Management Account purpose ??

tcandela
Valued Contributor II

if someone can briefly explain to me the purpose of the 'Management Account' when creating a QuickAdd package and Configuration ? (We already create a local Admin on each mac prior to any enrollment in casper system)

when creating your QuickAdd packages and/or Configuration, what are some of you choosing from the options below?
Hide it or NOT hide it
Allow SSH for management account only

1 ACCEPTED SOLUTION

mm2270
Legendary Contributor III

The Management account is what the JSS uses when it needs to run policies and escalate privileges to root level to do things like installs. Its basically a requirement to do just about any management on your Macs.
While you can technically just use your existing local administrator account for this instead of creating a new one, its often cited as best practice to create a Casper Suite only management account, and leave your local admin account for other purposes.

As for the options you mention, Hiding it just means it creates the account with a sub 501 UID and makes sure it doesn't show up in the Users & Groups preference pane. Edit: It also places the account in /private/var instead of the standard /Users/ path.
Allow SSH for management account only is a security piece that would prevent any other account on the Mac to be used remotely for remote login (SSH) purposes. The Casper Suite benefits from having SSH access to your Macs using that account. Its used for a variety of different tasks. You can choose to leave that unchecked and then other accounts on the Mac can be added to the remote login list and thus SSH to those Macs.

Hopefully that helps clear things up a little.

View solution in original post

6 REPLIES 6

mm2270
Legendary Contributor III

The Management account is what the JSS uses when it needs to run policies and escalate privileges to root level to do things like installs. Its basically a requirement to do just about any management on your Macs.
While you can technically just use your existing local administrator account for this instead of creating a new one, its often cited as best practice to create a Casper Suite only management account, and leave your local admin account for other purposes.

As for the options you mention, Hiding it just means it creates the account with a sub 501 UID and makes sure it doesn't show up in the Users & Groups preference pane.
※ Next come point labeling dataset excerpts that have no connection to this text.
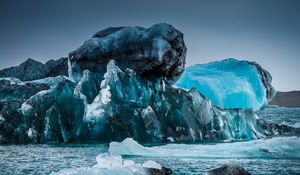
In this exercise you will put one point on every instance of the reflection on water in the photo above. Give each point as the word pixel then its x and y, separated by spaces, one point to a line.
pixel 44 159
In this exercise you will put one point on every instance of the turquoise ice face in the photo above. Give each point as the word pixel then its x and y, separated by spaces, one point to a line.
pixel 228 83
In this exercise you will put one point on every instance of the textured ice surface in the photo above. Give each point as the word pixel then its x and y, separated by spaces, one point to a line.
pixel 125 105
pixel 229 83
pixel 277 147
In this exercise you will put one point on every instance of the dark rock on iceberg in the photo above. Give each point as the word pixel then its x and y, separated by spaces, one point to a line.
pixel 57 67
pixel 228 170
pixel 156 52
pixel 29 70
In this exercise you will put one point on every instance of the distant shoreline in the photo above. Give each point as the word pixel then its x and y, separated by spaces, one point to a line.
pixel 286 99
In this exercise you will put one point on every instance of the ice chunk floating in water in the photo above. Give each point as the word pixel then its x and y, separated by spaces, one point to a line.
pixel 277 147
pixel 112 165
pixel 230 83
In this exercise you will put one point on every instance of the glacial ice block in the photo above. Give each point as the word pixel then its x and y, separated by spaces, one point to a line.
pixel 230 83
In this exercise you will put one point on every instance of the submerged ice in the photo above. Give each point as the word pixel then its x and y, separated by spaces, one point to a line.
pixel 108 164
pixel 230 83
pixel 121 85
pixel 277 147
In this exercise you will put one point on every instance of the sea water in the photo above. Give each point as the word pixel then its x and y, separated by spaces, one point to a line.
pixel 279 155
Edit: It also places the account in /private/var instead of the standard /Users/ path.
Allow SSH for management account only is a security piece that would prevent any other account on the Mac to be used remotely for remote login (SSH) purposes. The Casper Suite benefits from having SSH access to your Macs using that account. Its used for a variety of different tasks. You can choose to leave that unchecked and then other accounts on the Mac can be added to the remote login list and thus SSH to those Macs.

Hopefully that helps clear things up a little.

davidacland
Honored Contributor II

In case its of use, our general setup is:

  • Username starting with a _ so it looks like another system account
  • Create if it doesn't exist
  • Hide account (so it is less likely to be tampered with)
  • Ensure SSH is enabled

We don't normally enable "allow SSH for the management account only" as we sometimes want other admins to be able to use it.

We separate the management account from a local admin account thats used by IT support staff. We see the management account as being for casper only.

Once an install is settled and working ok, we like to set a policy to change the management account password (there's an option to randomise it).

tcandela
Valued Contributor II

the management account doesn't have to be already created in the JSS user and groups, does it ? I manage a Site (do not have access to the JSS user and groups to create it in there) and just enter the management account in the Configuration and Quickadd package.

mm2270
Legendary Contributor III

The management account has nothing to do with the Users & groups in your JSS. Its a local account for the Mac that gets created on the Mac and the JSS then stores the information in the computer record, including its password.
I don't use Sites, so my knowledge on them is limited, but I don't think you should have any problem creating a QuickAdd that creates your own management account on any systems the QuickAdd is run on.

tcandela
Valued Contributor II

thanks guys for replying, just wanted to be 100% clear on the concept of the management account, now i am.

MacJunior
Contributor III

guys, i'm thinking to remove the managed administrator account and Jamf management account and have only one admin account "end-user's account" which has a secure token and count on the PRK to reset a password or unlock/decrypt HD.

I would like to get your opinion on that if it's possible.